Saving for you retirement is essential for everyone, here are some tips to help you plan for your retirement and start saving. You can sacrifice a portion of your pre-tax salary to your super fund. This attracts a tax of only 15 percent, which is about half of the average marginal tax rate. For salary sacrificing, individuals aged 50 and below can contribute up to $50,000 while those above 50 have a yearly limit of $100,000 until July 2012.
Before forfeiting a portion of your salary to your super fund, you should firstly speak to your employer so you can make arrangements like contributing a one-off payment. You can beat taxes by continually contributing a portion of your salary to your fund, by using a transition to retirement income you can increase your retirement benefit and get a flow of income that is tax-free.
Self-employed individuals can also use super contributions to increase their retirement money and reduce their liability of company taxes. Just like corporate salary sacrifices, you can contribute $50,000 annually if you are aged 50 and below and $100,000 if you are 50 and above to claim a full tax deduction.
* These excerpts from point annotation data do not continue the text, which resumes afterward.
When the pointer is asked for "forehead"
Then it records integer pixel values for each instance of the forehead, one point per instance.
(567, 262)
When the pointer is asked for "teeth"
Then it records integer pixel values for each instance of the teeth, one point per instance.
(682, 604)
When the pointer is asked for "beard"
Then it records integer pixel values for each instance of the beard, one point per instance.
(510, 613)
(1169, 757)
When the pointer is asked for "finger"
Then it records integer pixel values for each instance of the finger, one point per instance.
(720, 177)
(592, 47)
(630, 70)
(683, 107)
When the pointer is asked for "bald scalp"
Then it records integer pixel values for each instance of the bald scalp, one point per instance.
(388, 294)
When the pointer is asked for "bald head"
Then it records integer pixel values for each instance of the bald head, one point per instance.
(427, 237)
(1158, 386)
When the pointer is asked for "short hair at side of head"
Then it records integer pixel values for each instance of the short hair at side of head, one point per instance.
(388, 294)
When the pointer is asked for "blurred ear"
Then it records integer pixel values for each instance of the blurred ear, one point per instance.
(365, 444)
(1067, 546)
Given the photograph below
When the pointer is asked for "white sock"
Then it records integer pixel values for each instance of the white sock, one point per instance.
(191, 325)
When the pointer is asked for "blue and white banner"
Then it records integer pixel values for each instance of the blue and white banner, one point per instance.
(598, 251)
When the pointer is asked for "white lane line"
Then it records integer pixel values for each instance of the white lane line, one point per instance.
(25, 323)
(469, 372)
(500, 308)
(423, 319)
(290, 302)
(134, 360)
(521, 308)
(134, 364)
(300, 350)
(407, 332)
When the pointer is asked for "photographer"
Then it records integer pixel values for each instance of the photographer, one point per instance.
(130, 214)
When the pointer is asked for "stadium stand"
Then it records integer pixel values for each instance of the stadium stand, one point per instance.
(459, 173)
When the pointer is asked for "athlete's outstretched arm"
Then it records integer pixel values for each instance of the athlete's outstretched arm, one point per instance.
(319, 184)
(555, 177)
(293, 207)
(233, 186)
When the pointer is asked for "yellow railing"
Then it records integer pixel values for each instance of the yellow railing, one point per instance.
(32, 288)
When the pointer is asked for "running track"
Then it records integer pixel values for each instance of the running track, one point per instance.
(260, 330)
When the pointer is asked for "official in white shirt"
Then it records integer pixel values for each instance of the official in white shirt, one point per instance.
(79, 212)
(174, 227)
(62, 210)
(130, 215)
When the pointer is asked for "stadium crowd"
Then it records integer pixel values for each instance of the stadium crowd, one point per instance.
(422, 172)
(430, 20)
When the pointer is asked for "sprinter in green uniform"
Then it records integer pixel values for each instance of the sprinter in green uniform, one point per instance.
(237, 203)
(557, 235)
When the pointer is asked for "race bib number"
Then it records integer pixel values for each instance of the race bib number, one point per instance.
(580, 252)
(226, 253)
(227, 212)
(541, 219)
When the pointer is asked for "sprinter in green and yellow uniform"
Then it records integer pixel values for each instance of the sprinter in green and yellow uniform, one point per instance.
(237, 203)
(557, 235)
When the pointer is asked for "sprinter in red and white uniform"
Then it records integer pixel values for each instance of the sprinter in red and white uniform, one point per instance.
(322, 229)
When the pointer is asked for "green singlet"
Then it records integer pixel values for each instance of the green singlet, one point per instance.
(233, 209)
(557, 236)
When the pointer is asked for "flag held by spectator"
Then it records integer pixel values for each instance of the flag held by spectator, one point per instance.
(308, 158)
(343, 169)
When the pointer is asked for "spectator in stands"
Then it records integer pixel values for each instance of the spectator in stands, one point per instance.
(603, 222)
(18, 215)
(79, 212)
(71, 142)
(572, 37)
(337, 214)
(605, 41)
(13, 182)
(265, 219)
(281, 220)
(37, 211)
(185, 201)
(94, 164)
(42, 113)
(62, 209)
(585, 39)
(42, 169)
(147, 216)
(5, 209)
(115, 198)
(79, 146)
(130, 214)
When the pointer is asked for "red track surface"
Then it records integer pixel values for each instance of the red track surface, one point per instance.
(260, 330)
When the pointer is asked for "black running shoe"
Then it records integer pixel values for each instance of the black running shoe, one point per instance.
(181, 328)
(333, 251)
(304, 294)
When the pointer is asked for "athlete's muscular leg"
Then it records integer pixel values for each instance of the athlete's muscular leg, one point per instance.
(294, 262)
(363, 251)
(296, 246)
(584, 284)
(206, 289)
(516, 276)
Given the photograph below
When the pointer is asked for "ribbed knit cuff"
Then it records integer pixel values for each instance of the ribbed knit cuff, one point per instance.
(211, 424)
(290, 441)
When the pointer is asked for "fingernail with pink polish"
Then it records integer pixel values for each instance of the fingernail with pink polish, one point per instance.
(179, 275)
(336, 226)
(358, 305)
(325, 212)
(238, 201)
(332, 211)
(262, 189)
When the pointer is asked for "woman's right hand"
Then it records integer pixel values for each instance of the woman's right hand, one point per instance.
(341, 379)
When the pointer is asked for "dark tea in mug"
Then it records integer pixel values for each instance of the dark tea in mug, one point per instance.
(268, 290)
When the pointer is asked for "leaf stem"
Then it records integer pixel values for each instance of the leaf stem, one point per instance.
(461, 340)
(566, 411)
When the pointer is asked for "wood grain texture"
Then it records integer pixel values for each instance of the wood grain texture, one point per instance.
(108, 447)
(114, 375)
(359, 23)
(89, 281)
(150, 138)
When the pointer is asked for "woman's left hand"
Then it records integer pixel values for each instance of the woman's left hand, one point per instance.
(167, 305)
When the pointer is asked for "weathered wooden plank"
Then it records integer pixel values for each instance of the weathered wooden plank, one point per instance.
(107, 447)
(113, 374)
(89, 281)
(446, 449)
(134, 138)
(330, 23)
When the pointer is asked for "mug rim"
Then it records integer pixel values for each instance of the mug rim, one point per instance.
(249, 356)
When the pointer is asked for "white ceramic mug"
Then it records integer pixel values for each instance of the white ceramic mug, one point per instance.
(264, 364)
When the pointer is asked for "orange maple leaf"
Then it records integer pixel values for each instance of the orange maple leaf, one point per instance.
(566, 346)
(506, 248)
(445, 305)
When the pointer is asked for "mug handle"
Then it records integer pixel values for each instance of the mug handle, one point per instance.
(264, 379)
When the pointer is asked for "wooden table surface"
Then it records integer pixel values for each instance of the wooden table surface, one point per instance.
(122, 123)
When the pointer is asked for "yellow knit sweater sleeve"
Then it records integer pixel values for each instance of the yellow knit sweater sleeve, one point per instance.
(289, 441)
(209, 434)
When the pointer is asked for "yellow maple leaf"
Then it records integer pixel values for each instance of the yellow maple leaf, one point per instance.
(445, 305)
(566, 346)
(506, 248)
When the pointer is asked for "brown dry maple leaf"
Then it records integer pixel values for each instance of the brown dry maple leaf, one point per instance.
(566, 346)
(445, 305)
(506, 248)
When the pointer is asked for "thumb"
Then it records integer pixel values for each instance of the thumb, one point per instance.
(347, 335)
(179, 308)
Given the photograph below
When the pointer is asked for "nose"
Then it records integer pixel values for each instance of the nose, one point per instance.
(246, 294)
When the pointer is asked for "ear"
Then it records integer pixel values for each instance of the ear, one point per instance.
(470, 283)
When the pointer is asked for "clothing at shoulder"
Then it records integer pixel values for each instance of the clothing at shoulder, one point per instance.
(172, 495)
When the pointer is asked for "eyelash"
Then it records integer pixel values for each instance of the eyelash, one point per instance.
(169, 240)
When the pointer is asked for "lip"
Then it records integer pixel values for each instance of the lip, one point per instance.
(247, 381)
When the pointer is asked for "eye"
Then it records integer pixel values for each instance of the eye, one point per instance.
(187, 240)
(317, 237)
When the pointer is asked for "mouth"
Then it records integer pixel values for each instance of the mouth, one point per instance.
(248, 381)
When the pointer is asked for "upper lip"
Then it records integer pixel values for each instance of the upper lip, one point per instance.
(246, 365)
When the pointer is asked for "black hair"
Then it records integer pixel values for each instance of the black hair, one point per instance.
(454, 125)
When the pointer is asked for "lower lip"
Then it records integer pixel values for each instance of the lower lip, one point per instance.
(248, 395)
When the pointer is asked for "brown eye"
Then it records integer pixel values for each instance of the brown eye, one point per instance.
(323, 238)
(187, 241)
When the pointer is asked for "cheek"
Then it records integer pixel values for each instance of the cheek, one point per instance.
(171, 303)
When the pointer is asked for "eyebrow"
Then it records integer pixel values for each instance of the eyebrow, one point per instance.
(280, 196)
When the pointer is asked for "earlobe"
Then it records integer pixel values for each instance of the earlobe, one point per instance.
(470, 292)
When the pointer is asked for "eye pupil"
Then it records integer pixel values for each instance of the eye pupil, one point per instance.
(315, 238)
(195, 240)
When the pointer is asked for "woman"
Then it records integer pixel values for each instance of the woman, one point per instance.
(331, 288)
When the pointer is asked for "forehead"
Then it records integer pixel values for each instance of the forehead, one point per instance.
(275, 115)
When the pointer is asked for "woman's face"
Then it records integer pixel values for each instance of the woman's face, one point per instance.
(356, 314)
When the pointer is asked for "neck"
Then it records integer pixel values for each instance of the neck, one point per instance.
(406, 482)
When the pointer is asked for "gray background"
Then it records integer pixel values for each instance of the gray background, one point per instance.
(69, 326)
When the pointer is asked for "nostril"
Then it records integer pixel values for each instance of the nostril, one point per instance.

You can also save through co-contributions which is a program that is funded by the Government to help individuals with lower income to save for their retirement. If you earn less than $60,342 a year and make personal contributions to your super fund, the Government will return a certain portion of your contribution.
If you are earning less than $30,342, the Government will add $1.50 for every dollar that you contribute up to $1,500 yearly. The Australian Tax Office will automatically deposit your co-contribution to your super account once you qualify.
You may also contribute on behalf of your spouse making for a tax-efficient way for couples to save for their retirement. If you are working and your eligible spouse is not working or earning less than $13,800 a year, you can contribute for them and get tax bonuses.
Finally, another way to save for your retirement is by way of personal post-tax contributions that are taken from your after-tax salary. Therefore, you will pay need to pay tax on this contribution. Your investment earnings are taxed at the concessional super rate of 15% while you can access your super benefit tax for free upon your retirement.
Personal post-tax contributions, allow individuals under the age of 65 to contribute up to $150,000 a year or $450,000 for three years.